The serviceman, a Kentucky native in his 20s whose name was not released, was in the surf with another sailor when he was swept out to sea about 5:30 p.m. Thursday, according to the U.S. Coast Guard. Officials suspected he may have become caught in a particularly strong rip current.

Lifeguards and police from the U.S. Marine Corps base and several area cities joined the federal maritime agency and Marine Corps crews in scanning miles of ocean and coastline through the evening and overnight, finding no sign of the missing man, a member of the Camp Pendleton-based 11th Marine Expeditionary Unit.

As of this afternoon, a Coast Guard cutter and a Marine helicopter continued the ocean search, with military personnel and civilian lifeguards aiding on land, Coast Guard Petty Officer Henry Dunphy said.

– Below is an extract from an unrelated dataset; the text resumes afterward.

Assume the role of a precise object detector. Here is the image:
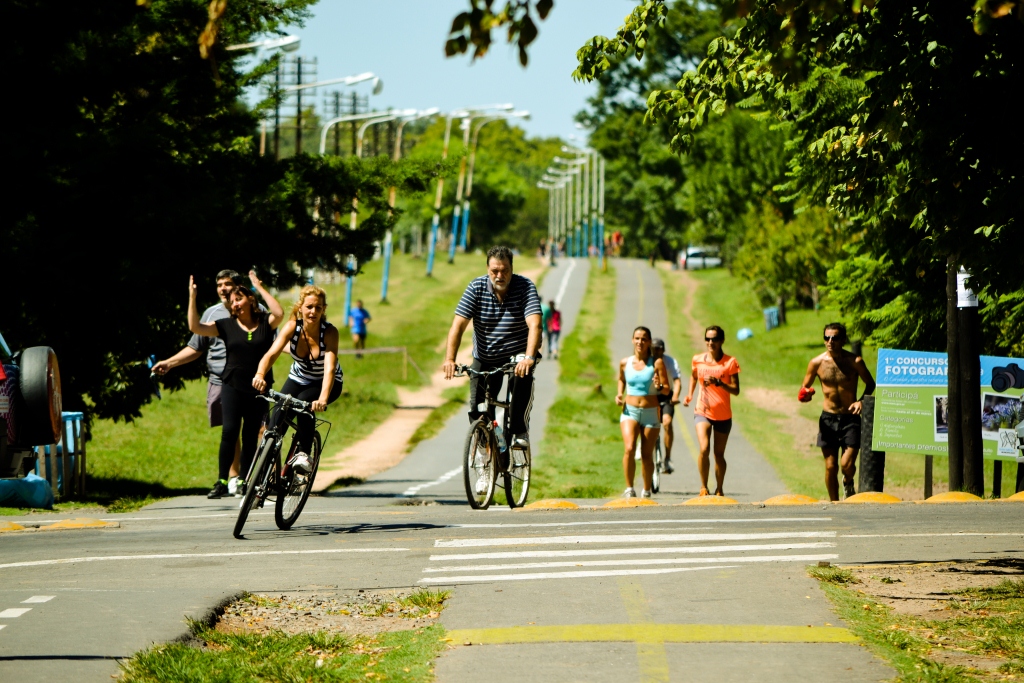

Despite the amount of time the sailor had been missing, Marine officials remained "optimistic that there's still a chance we'll find him alive and rescue him," Marine Corps Capt. Roger Hollenbeck said in the early afternoon.

The 11th Marine Expeditionary Unit planned to continue looking for the corpsman at least until sundown if necessary, Hollenbeck said.

By about 5 p.m., the aircraft had been called off the search, but the Coast Guard ship was still plying the waters in the area, according to Dunphy. The cutter crew likely would continue with the effort until dusk, at which point Coast Guard officials were expected to re-evaluate the situation and decide how to proceed, the petty officer said.

"The decision hasn't been made at this point," Dunphy said shortly after 6 p.m.

The missing sailor's name was withheld pending notification of his family, according to Hollenbeck.